Believe it, or believe it not, my unusual prayer was at once answered! For I heard myself saying:
“Eurymedusa, the day must dawn when the songs of a woman
Sound to the well-strung lyre, and are praised by the Delian judges.”
This was an impor
tant crisis in my life, perhaps the most important, though nobody present realized that I was speaking in verse, and prophesying, too. The common people lack discernment. If the Goddess Athene were to pass through our court of sacrifice today, helmet on head and Aegis displayed, do you think that they would rush to propitiate her? They would do nothing of the kind. I can imagine them saying: “Who in the world is this hard-faced young woman in the fringed goatskin apron? And why does she wear that round shield with the ugly face on it strapped over her shoulder? The effrontery of wearing a plumed helmet as though she were a man! She must be one of those wild, lecherous Nasamonians from Libya—what ship has brought her? Does anyone know? Let us trust that her promiscuity will not create a scandal in the market place.”
Sighing for disgust, I turned on my heel and went to find Clytoneus. He was nowhere in the house, nor in the orchard; so I wandered towards the town deep in thought, and met him striding along, with Argus and Laelaps at his heels.
“I took the Eryx road,” he said. “Argus started a hare and had her twisting and doubling between the cornfields. Laelaps kept only a few yards behind. Presently they reached a patch of brambles and butcher’s-broom, where they lost her. Then a vixen bolted from the same thicket and led them a fine chase up the hill, but went to earth in the stone quarry. So we were out of luck. Still, the hounds enjoyed their run; they seldom get enough exercise these days.”
“Tell me, Clytoneus,” I said, lowering my voice because a group of peasants was approaching, “have you noticed any alteration in people’s behaviour since our father sailed?”
He stopped suddenly. “Since you mention it, yes,” he answered. “A certain ungraciousness, amounting almost to sullenness.

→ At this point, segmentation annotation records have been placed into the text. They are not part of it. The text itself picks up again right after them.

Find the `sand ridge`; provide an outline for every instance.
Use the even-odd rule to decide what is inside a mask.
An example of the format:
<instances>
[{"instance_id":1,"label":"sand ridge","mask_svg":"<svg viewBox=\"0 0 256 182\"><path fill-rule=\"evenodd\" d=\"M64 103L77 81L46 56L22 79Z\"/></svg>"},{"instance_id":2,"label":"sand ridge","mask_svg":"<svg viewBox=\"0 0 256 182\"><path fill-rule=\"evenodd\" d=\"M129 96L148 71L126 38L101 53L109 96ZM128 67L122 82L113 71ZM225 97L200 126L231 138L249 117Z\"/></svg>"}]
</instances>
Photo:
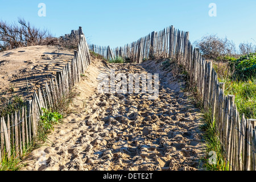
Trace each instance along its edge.
<instances>
[{"instance_id":1,"label":"sand ridge","mask_svg":"<svg viewBox=\"0 0 256 182\"><path fill-rule=\"evenodd\" d=\"M74 56L73 51L57 46L20 47L0 52L0 94L31 99L31 93L56 76ZM9 92L10 88L11 92Z\"/></svg>"}]
</instances>

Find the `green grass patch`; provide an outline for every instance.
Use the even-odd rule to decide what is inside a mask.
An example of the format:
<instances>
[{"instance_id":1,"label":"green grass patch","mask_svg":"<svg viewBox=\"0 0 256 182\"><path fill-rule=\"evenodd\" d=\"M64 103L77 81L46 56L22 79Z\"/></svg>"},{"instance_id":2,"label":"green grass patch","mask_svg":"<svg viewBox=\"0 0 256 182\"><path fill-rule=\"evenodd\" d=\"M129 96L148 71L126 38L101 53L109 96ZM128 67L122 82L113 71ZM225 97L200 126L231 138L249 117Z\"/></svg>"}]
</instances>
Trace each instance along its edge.
<instances>
[{"instance_id":1,"label":"green grass patch","mask_svg":"<svg viewBox=\"0 0 256 182\"><path fill-rule=\"evenodd\" d=\"M20 97L14 96L11 99L1 97L0 105L0 117L5 117L7 114L11 114L14 113L15 111L18 111L26 104Z\"/></svg>"},{"instance_id":2,"label":"green grass patch","mask_svg":"<svg viewBox=\"0 0 256 182\"><path fill-rule=\"evenodd\" d=\"M247 81L220 79L225 82L225 94L234 95L237 110L242 117L245 114L249 119L256 118L256 78Z\"/></svg>"},{"instance_id":3,"label":"green grass patch","mask_svg":"<svg viewBox=\"0 0 256 182\"><path fill-rule=\"evenodd\" d=\"M48 110L45 108L42 108L42 111L43 114L39 123L38 138L39 141L46 142L47 134L51 130L54 130L53 125L59 123L63 116L58 112Z\"/></svg>"}]
</instances>

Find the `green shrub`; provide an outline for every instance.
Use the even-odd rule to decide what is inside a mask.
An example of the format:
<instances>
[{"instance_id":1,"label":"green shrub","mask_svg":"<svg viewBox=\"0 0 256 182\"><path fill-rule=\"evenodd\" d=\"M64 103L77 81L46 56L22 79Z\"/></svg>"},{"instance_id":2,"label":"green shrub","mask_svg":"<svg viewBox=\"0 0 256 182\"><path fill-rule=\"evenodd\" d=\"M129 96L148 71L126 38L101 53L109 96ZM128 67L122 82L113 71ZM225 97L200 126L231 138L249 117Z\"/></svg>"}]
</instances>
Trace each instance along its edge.
<instances>
[{"instance_id":1,"label":"green shrub","mask_svg":"<svg viewBox=\"0 0 256 182\"><path fill-rule=\"evenodd\" d=\"M40 117L38 127L38 137L40 140L45 141L49 131L54 130L53 125L57 124L63 116L57 112L52 112L45 108L42 108L42 111L43 115Z\"/></svg>"}]
</instances>

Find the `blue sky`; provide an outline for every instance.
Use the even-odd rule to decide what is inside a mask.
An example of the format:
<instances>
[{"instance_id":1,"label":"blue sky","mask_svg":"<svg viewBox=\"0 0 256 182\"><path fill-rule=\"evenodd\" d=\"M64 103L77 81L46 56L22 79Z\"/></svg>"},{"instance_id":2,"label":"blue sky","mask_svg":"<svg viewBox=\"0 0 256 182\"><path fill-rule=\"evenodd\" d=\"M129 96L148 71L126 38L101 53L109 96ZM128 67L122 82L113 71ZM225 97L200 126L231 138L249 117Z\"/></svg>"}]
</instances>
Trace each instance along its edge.
<instances>
[{"instance_id":1,"label":"blue sky","mask_svg":"<svg viewBox=\"0 0 256 182\"><path fill-rule=\"evenodd\" d=\"M46 4L45 17L38 15L40 3ZM209 16L210 3L217 5L216 17ZM101 46L122 46L171 25L189 31L192 43L217 34L237 46L256 44L255 0L0 0L0 20L23 18L56 36L81 26L88 42Z\"/></svg>"}]
</instances>

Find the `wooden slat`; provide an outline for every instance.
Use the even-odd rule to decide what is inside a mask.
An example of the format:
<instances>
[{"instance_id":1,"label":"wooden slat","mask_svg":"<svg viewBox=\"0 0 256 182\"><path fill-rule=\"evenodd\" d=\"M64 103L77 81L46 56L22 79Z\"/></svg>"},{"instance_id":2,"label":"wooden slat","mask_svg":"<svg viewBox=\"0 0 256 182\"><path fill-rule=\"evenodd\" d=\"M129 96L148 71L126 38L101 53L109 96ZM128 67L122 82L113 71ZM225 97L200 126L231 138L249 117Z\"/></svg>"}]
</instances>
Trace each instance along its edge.
<instances>
[{"instance_id":1,"label":"wooden slat","mask_svg":"<svg viewBox=\"0 0 256 182\"><path fill-rule=\"evenodd\" d=\"M5 134L4 134L4 131L3 131L3 125L2 124L2 120L3 118L1 117L0 118L1 119L1 122L0 122L0 137L1 137L1 156L2 158L5 158Z\"/></svg>"},{"instance_id":2,"label":"wooden slat","mask_svg":"<svg viewBox=\"0 0 256 182\"><path fill-rule=\"evenodd\" d=\"M25 110L24 109L24 107L22 107L22 113L21 113L21 134L22 134L22 148L25 148L25 143L26 143L26 139L25 139Z\"/></svg>"},{"instance_id":3,"label":"wooden slat","mask_svg":"<svg viewBox=\"0 0 256 182\"><path fill-rule=\"evenodd\" d=\"M17 112L15 111L14 115L14 136L15 136L15 152L16 156L19 156L19 131L18 129L18 115Z\"/></svg>"},{"instance_id":4,"label":"wooden slat","mask_svg":"<svg viewBox=\"0 0 256 182\"><path fill-rule=\"evenodd\" d=\"M19 150L20 155L22 156L22 129L21 129L21 114L19 110L18 112L18 140L19 140Z\"/></svg>"}]
</instances>

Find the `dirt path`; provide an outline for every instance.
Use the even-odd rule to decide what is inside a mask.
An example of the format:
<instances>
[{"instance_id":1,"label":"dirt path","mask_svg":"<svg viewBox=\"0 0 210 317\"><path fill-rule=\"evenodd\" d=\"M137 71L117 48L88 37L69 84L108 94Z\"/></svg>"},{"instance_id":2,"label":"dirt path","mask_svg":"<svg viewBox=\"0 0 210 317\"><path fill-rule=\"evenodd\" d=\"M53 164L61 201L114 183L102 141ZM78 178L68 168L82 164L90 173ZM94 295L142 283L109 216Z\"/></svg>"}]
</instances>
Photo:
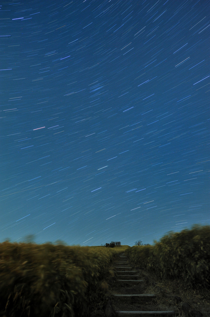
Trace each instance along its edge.
<instances>
[{"instance_id":1,"label":"dirt path","mask_svg":"<svg viewBox=\"0 0 210 317\"><path fill-rule=\"evenodd\" d=\"M135 269L124 253L119 255L114 266L115 276L108 292L110 299L105 309L106 317L210 316L210 296L209 298L207 295L206 300L199 295L198 300L201 301L202 299L205 304L201 306L197 302L198 305L195 305L196 301L194 300L199 296L196 292L193 294L192 301L190 291L189 294L184 292L183 296L186 295L188 300L186 301L186 298L180 296L182 293L178 282L161 283L154 274Z\"/></svg>"}]
</instances>

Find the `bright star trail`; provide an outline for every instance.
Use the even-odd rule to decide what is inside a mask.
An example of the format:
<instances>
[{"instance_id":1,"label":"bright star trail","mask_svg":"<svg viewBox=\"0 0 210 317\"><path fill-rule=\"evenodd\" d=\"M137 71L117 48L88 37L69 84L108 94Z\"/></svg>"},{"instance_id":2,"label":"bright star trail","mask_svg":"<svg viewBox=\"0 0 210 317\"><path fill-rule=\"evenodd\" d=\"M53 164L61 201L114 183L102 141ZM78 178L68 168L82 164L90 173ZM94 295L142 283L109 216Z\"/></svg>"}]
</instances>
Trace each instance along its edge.
<instances>
[{"instance_id":1,"label":"bright star trail","mask_svg":"<svg viewBox=\"0 0 210 317\"><path fill-rule=\"evenodd\" d=\"M209 224L210 2L2 4L0 241Z\"/></svg>"}]
</instances>

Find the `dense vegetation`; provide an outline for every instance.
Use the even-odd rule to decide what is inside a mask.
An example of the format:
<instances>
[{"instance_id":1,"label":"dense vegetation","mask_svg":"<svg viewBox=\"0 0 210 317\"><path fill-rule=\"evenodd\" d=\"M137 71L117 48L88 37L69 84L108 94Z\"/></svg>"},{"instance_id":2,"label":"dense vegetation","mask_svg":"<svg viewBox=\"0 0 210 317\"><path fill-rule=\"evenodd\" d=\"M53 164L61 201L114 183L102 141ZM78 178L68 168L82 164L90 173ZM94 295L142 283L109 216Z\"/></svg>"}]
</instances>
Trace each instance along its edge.
<instances>
[{"instance_id":1,"label":"dense vegetation","mask_svg":"<svg viewBox=\"0 0 210 317\"><path fill-rule=\"evenodd\" d=\"M0 244L0 315L86 316L128 247Z\"/></svg>"},{"instance_id":2,"label":"dense vegetation","mask_svg":"<svg viewBox=\"0 0 210 317\"><path fill-rule=\"evenodd\" d=\"M189 287L210 286L210 226L171 232L152 245L126 249L132 264L163 279L181 278Z\"/></svg>"},{"instance_id":3,"label":"dense vegetation","mask_svg":"<svg viewBox=\"0 0 210 317\"><path fill-rule=\"evenodd\" d=\"M97 247L0 243L0 315L88 316L104 302L112 263L123 251L134 266L162 279L210 286L210 226L169 233L153 245L137 243L131 248L112 241Z\"/></svg>"}]
</instances>

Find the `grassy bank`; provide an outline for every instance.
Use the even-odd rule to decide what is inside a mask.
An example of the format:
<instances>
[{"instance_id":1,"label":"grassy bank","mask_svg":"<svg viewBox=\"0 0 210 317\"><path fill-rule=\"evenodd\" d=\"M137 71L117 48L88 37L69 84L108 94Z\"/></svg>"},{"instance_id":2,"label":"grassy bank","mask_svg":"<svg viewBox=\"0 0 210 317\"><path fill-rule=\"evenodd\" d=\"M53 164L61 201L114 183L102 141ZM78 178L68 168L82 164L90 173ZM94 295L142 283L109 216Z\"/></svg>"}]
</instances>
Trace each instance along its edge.
<instances>
[{"instance_id":1,"label":"grassy bank","mask_svg":"<svg viewBox=\"0 0 210 317\"><path fill-rule=\"evenodd\" d=\"M155 272L161 278L181 279L185 285L210 286L210 226L170 233L153 246L134 246L125 251L136 267Z\"/></svg>"},{"instance_id":2,"label":"grassy bank","mask_svg":"<svg viewBox=\"0 0 210 317\"><path fill-rule=\"evenodd\" d=\"M0 244L0 315L88 315L103 297L112 262L127 247Z\"/></svg>"}]
</instances>

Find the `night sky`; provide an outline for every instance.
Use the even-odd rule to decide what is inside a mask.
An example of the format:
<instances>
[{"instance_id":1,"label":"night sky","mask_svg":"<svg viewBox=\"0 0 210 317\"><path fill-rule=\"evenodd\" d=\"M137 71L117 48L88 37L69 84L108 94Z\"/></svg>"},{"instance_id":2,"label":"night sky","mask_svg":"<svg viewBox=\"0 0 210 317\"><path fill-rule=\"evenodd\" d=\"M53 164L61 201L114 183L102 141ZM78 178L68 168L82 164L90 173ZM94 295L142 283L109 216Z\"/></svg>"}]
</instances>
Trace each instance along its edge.
<instances>
[{"instance_id":1,"label":"night sky","mask_svg":"<svg viewBox=\"0 0 210 317\"><path fill-rule=\"evenodd\" d=\"M210 2L0 8L0 241L209 224Z\"/></svg>"}]
</instances>

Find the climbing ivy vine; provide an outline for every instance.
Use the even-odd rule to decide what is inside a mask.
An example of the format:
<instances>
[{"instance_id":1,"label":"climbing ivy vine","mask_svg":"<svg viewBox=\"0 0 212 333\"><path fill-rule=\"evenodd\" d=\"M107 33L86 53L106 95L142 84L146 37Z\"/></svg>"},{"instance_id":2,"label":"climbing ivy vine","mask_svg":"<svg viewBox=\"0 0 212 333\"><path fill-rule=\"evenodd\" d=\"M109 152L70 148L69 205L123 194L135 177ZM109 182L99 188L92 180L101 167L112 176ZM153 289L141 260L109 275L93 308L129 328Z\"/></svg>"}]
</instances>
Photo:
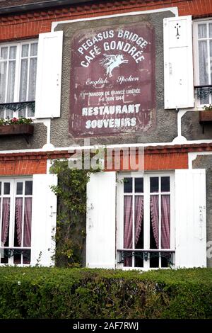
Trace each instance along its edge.
<instances>
[{"instance_id":1,"label":"climbing ivy vine","mask_svg":"<svg viewBox=\"0 0 212 333\"><path fill-rule=\"evenodd\" d=\"M100 169L70 169L67 161L54 161L50 169L58 176L52 190L57 196L55 263L81 267L85 258L86 185L90 173Z\"/></svg>"}]
</instances>

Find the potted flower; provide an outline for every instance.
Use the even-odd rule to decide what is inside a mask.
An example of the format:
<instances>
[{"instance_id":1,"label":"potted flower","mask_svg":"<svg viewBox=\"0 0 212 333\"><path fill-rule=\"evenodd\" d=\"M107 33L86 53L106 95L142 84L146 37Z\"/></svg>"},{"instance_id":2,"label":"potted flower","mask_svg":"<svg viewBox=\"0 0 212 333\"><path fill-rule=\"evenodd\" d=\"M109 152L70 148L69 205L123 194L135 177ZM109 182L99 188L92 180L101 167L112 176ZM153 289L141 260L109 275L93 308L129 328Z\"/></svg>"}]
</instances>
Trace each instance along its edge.
<instances>
[{"instance_id":1,"label":"potted flower","mask_svg":"<svg viewBox=\"0 0 212 333\"><path fill-rule=\"evenodd\" d=\"M0 119L0 135L32 135L34 126L31 118L20 117L19 118Z\"/></svg>"},{"instance_id":2,"label":"potted flower","mask_svg":"<svg viewBox=\"0 0 212 333\"><path fill-rule=\"evenodd\" d=\"M205 123L212 123L212 105L204 106L204 110L199 111L199 123L201 124Z\"/></svg>"}]
</instances>

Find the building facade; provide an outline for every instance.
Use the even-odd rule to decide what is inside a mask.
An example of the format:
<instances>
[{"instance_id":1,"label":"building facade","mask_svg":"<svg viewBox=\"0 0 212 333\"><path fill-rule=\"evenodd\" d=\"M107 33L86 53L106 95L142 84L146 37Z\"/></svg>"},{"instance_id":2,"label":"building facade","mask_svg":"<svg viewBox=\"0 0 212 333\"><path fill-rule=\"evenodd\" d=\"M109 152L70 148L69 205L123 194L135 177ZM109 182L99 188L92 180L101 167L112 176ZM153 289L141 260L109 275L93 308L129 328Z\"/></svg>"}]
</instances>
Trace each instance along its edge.
<instances>
[{"instance_id":1,"label":"building facade","mask_svg":"<svg viewBox=\"0 0 212 333\"><path fill-rule=\"evenodd\" d=\"M1 264L54 264L51 163L98 147L86 266L212 266L211 15L211 0L0 1L0 118L33 120L0 125Z\"/></svg>"}]
</instances>

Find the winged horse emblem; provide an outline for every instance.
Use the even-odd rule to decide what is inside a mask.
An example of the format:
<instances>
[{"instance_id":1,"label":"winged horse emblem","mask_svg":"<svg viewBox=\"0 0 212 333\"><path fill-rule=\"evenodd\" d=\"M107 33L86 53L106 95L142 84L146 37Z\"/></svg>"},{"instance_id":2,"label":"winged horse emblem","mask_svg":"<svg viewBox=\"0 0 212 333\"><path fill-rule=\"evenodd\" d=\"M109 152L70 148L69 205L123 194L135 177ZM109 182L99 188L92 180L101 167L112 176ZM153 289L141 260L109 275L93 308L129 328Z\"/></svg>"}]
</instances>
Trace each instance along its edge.
<instances>
[{"instance_id":1,"label":"winged horse emblem","mask_svg":"<svg viewBox=\"0 0 212 333\"><path fill-rule=\"evenodd\" d=\"M112 77L112 72L116 67L119 67L121 64L128 62L128 60L124 59L123 55L103 55L105 58L102 59L100 62L106 69L106 74L109 74L109 77Z\"/></svg>"}]
</instances>

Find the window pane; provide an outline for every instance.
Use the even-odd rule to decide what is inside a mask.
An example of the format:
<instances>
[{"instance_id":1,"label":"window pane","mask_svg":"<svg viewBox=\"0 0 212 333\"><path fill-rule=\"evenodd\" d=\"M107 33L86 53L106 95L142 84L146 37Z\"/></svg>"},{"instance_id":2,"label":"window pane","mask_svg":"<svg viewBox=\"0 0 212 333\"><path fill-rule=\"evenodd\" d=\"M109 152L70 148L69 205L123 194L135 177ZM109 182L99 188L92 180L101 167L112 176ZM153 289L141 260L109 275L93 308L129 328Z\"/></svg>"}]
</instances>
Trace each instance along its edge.
<instances>
[{"instance_id":1,"label":"window pane","mask_svg":"<svg viewBox=\"0 0 212 333\"><path fill-rule=\"evenodd\" d=\"M31 260L31 250L24 250L23 252L23 264L30 264Z\"/></svg>"},{"instance_id":2,"label":"window pane","mask_svg":"<svg viewBox=\"0 0 212 333\"><path fill-rule=\"evenodd\" d=\"M159 205L158 196L151 196L150 198L150 247L159 249Z\"/></svg>"},{"instance_id":3,"label":"window pane","mask_svg":"<svg viewBox=\"0 0 212 333\"><path fill-rule=\"evenodd\" d=\"M15 233L14 246L21 247L22 245L22 221L23 221L23 198L16 198L15 210Z\"/></svg>"},{"instance_id":4,"label":"window pane","mask_svg":"<svg viewBox=\"0 0 212 333\"><path fill-rule=\"evenodd\" d=\"M2 203L2 220L1 220L1 246L8 246L10 220L10 198L4 198Z\"/></svg>"},{"instance_id":5,"label":"window pane","mask_svg":"<svg viewBox=\"0 0 212 333\"><path fill-rule=\"evenodd\" d=\"M132 248L132 196L125 196L124 198L124 248ZM132 258L125 258L124 265L131 267Z\"/></svg>"},{"instance_id":6,"label":"window pane","mask_svg":"<svg viewBox=\"0 0 212 333\"><path fill-rule=\"evenodd\" d=\"M30 196L33 194L33 181L27 181L25 183L25 194Z\"/></svg>"},{"instance_id":7,"label":"window pane","mask_svg":"<svg viewBox=\"0 0 212 333\"><path fill-rule=\"evenodd\" d=\"M124 178L124 192L125 193L132 192L132 178Z\"/></svg>"},{"instance_id":8,"label":"window pane","mask_svg":"<svg viewBox=\"0 0 212 333\"><path fill-rule=\"evenodd\" d=\"M17 48L16 46L10 47L9 59L16 58L16 48Z\"/></svg>"},{"instance_id":9,"label":"window pane","mask_svg":"<svg viewBox=\"0 0 212 333\"><path fill-rule=\"evenodd\" d=\"M6 101L6 62L0 63L0 103L5 103ZM2 118L4 118L4 116Z\"/></svg>"},{"instance_id":10,"label":"window pane","mask_svg":"<svg viewBox=\"0 0 212 333\"><path fill-rule=\"evenodd\" d=\"M200 85L208 84L207 42L199 42L199 67Z\"/></svg>"},{"instance_id":11,"label":"window pane","mask_svg":"<svg viewBox=\"0 0 212 333\"><path fill-rule=\"evenodd\" d=\"M125 196L124 200L124 247L132 247L132 196Z\"/></svg>"},{"instance_id":12,"label":"window pane","mask_svg":"<svg viewBox=\"0 0 212 333\"><path fill-rule=\"evenodd\" d=\"M8 63L8 75L7 85L7 98L6 101L13 102L14 101L14 86L16 74L16 62L10 61Z\"/></svg>"},{"instance_id":13,"label":"window pane","mask_svg":"<svg viewBox=\"0 0 212 333\"><path fill-rule=\"evenodd\" d=\"M37 43L31 44L30 55L37 55Z\"/></svg>"},{"instance_id":14,"label":"window pane","mask_svg":"<svg viewBox=\"0 0 212 333\"><path fill-rule=\"evenodd\" d=\"M170 248L170 197L161 196L161 249Z\"/></svg>"},{"instance_id":15,"label":"window pane","mask_svg":"<svg viewBox=\"0 0 212 333\"><path fill-rule=\"evenodd\" d=\"M170 191L170 177L161 177L161 192Z\"/></svg>"},{"instance_id":16,"label":"window pane","mask_svg":"<svg viewBox=\"0 0 212 333\"><path fill-rule=\"evenodd\" d=\"M150 266L150 268L152 268L152 269L159 267L158 252L151 252L151 253L150 253L149 266Z\"/></svg>"},{"instance_id":17,"label":"window pane","mask_svg":"<svg viewBox=\"0 0 212 333\"><path fill-rule=\"evenodd\" d=\"M29 45L22 45L21 57L28 57L29 54Z\"/></svg>"},{"instance_id":18,"label":"window pane","mask_svg":"<svg viewBox=\"0 0 212 333\"><path fill-rule=\"evenodd\" d=\"M23 194L23 183L17 183L16 194Z\"/></svg>"},{"instance_id":19,"label":"window pane","mask_svg":"<svg viewBox=\"0 0 212 333\"><path fill-rule=\"evenodd\" d=\"M4 183L4 194L10 194L11 191L11 184L10 183Z\"/></svg>"},{"instance_id":20,"label":"window pane","mask_svg":"<svg viewBox=\"0 0 212 333\"><path fill-rule=\"evenodd\" d=\"M143 179L135 178L135 192L143 192Z\"/></svg>"},{"instance_id":21,"label":"window pane","mask_svg":"<svg viewBox=\"0 0 212 333\"><path fill-rule=\"evenodd\" d=\"M1 47L1 60L7 59L8 47Z\"/></svg>"},{"instance_id":22,"label":"window pane","mask_svg":"<svg viewBox=\"0 0 212 333\"><path fill-rule=\"evenodd\" d=\"M18 264L21 264L21 254L16 253L13 256L13 264L18 265Z\"/></svg>"},{"instance_id":23,"label":"window pane","mask_svg":"<svg viewBox=\"0 0 212 333\"><path fill-rule=\"evenodd\" d=\"M35 99L37 58L30 59L28 101Z\"/></svg>"},{"instance_id":24,"label":"window pane","mask_svg":"<svg viewBox=\"0 0 212 333\"><path fill-rule=\"evenodd\" d=\"M199 24L198 25L198 38L205 38L207 37L207 25Z\"/></svg>"},{"instance_id":25,"label":"window pane","mask_svg":"<svg viewBox=\"0 0 212 333\"><path fill-rule=\"evenodd\" d=\"M143 197L135 196L134 239L136 249L143 249Z\"/></svg>"},{"instance_id":26,"label":"window pane","mask_svg":"<svg viewBox=\"0 0 212 333\"><path fill-rule=\"evenodd\" d=\"M211 84L212 83L212 40L210 40L210 73L211 76Z\"/></svg>"},{"instance_id":27,"label":"window pane","mask_svg":"<svg viewBox=\"0 0 212 333\"><path fill-rule=\"evenodd\" d=\"M25 198L24 209L23 246L31 246L32 198Z\"/></svg>"},{"instance_id":28,"label":"window pane","mask_svg":"<svg viewBox=\"0 0 212 333\"><path fill-rule=\"evenodd\" d=\"M212 23L209 24L209 37L212 37Z\"/></svg>"},{"instance_id":29,"label":"window pane","mask_svg":"<svg viewBox=\"0 0 212 333\"><path fill-rule=\"evenodd\" d=\"M151 177L151 192L158 192L159 191L159 181L158 177Z\"/></svg>"},{"instance_id":30,"label":"window pane","mask_svg":"<svg viewBox=\"0 0 212 333\"><path fill-rule=\"evenodd\" d=\"M20 102L27 101L28 70L28 60L23 59L21 60L21 72L20 79L19 101Z\"/></svg>"}]
</instances>

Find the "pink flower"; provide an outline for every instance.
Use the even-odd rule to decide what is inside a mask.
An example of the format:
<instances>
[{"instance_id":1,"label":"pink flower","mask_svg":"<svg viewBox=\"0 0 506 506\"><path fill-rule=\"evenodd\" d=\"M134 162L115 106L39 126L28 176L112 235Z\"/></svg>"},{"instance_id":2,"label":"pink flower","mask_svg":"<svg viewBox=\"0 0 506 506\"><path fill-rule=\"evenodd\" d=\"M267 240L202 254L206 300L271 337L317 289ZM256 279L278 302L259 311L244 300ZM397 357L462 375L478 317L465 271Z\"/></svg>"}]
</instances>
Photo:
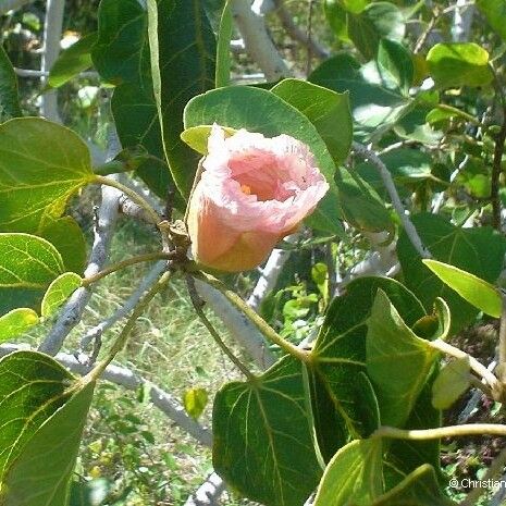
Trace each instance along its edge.
<instances>
[{"instance_id":1,"label":"pink flower","mask_svg":"<svg viewBox=\"0 0 506 506\"><path fill-rule=\"evenodd\" d=\"M288 135L240 129L225 138L213 125L208 151L189 202L188 233L195 260L213 269L260 264L329 189L309 148Z\"/></svg>"}]
</instances>

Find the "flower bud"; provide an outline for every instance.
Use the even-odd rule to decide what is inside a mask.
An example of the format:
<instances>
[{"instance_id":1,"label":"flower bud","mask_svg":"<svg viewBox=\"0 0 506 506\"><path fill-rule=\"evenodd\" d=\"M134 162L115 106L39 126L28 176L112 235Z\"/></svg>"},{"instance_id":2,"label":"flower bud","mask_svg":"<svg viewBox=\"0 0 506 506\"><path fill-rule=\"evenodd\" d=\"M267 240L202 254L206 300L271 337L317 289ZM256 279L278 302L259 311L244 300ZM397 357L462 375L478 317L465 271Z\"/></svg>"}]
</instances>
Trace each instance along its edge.
<instances>
[{"instance_id":1,"label":"flower bud","mask_svg":"<svg viewBox=\"0 0 506 506\"><path fill-rule=\"evenodd\" d=\"M259 266L329 189L308 146L288 135L225 138L213 125L202 168L189 202L192 252L221 271Z\"/></svg>"}]
</instances>

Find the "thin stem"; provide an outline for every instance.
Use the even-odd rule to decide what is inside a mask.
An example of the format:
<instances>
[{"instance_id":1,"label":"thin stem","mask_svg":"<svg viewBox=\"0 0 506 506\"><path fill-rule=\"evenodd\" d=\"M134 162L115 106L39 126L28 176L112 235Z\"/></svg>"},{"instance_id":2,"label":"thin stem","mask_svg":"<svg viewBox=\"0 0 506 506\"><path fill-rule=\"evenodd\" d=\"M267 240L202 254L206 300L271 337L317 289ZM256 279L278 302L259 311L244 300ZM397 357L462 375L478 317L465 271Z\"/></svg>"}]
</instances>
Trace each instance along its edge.
<instances>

It is natural enough that some people should be tempted to take things easy in the King’s absence and neglect their duties. Uncle Mentor is well disposed to our house but, being of lower rank than several members of the Council, cannot sit with proper assurance in the chair of state. Besides, he is a little too softhearted, and his tours of inspection are not nearly so thorough as our father’s. I happened to hear Melantheus answering him back most rudely yesterday when he suggested that the goats should be restrained by some means or other from barking the young poplar trees. Uncle Mentor went off with a civil good day, to which Melantheus returned hardly a grunt; but I came up, applied my spear shaft to the insolent fellow’s shoulders and advised him to mend his ways.”